Monday, December 11, 2017

How these words happened to light my path


Years ago, after years of coexisting with the cancer diagnosis, I developed flu-like symptoms...bone pain, muscle aches, headaches, fatigue...I went to our family doctor, who diagnosed it as 'walking pneumonia' and prescribed antibiotics.

It was a busy time in my life. My husband, a salesperson, traveled often in business, and I managed the household. I drove our three children to and from school and chauffeured them to after-school cheer practices, gym meets and horseback riding lessons. I worked part-time in business and also volunteered at school and church. 

I didn't have time to be sick.

It had been years since I'd been diagnosed with cancer, and was still in a 'wait and see' approach to treating it. The  frequent checkups simply served as a reminder that each day is, indeed, a precious gift.  The diagnosis sharpened my vision of God's presence in the ordinary events of my life, and I began writing short, one page stories about it. 

I shared the stories with family and friends, and the insights kept piling up and so did the stories. Eventually, I needed more. I felt compelled to reach beyond my circle of contacts.  I needed to write for publication. 

Back then, there was no Facebook. There was no online blogging. There were no e-books. There was only print.  

Print took time.  If you wanted to publish articles, you had to develop a knack for each publication's style, contact the editor and wait weeks for a reply.  If you wanted to write a book, it would have to be approved by a gatekeeper, who sent it to an editorial review board for acceptance. Most were rejected.  If you were a nobody, like me, it was difficult to break into print. Becoming a published writer was a very competitive, elite field.

It took time...time that I didn't have.  
Then this illness hits. 

I couldn't work. I cancelled volunteer commitments. My neighbors drove the kids to school. Week after week, I kept thinking I'd be better soon.

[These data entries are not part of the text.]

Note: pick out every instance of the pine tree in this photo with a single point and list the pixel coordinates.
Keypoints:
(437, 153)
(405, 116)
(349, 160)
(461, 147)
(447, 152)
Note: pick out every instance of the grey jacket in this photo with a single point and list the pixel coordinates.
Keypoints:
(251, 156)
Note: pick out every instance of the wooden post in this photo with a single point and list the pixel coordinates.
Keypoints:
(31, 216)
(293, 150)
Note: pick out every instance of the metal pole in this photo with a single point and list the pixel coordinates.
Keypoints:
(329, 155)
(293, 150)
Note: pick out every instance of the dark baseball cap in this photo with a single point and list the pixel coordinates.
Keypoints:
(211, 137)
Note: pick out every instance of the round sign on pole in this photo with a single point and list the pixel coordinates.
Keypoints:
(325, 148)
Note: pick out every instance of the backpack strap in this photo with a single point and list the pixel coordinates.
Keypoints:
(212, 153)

My health, however, continued to decline.  I became too weak to empty the dishwasher, drive my car, or check the mailbox. 

That's when the oncologist got involved. He upped the antibiotics, but when that didn't help, I phoned him and explained what was happening.  I'll never forget his response, "I think this is the lymphoma," he said. "Stay by the phone. I'm going to get you into the hospital. I'll call you back with instructions." 

This was before cellphones. My beloved husband was working, making sales calls, so there was no way to reach him. I phoned a friend, Jan, who agreed to take me to the hospital. She'd arrive shortly.

In those silent, waiting, moments, I randomly flipped open my Bible.

"What I tell you now in the gloom," I read, "shout abroad when daybreak comes." (Matthew 10:27)

 I was so weak I couldn't sit up straight in my chair. Every bone in my body hurt. My muscles ached. My head was pounding. My body was drained.  

But the verse spoke to me.

I'm going to get well, I thought. It doesn't say 'if' daybreak comes, it says 'when' daybreak comes.

And my shouting abroad? That's going to be my writing. 

I was going to get well. I was going to write. I knew it. I just knew it. 




P.S. During my hospital stay, I happened to be playing this song  by Amy Grant (Thy Word is A Lamp Unto My Feet). when my pastor came to see me.  Sorry there are no cool graphics on this one, only lyrics, which I thought were more important. What can I say? I'm a writer. I love words.  And I love that you are here, reading them. May God bless you, my friend!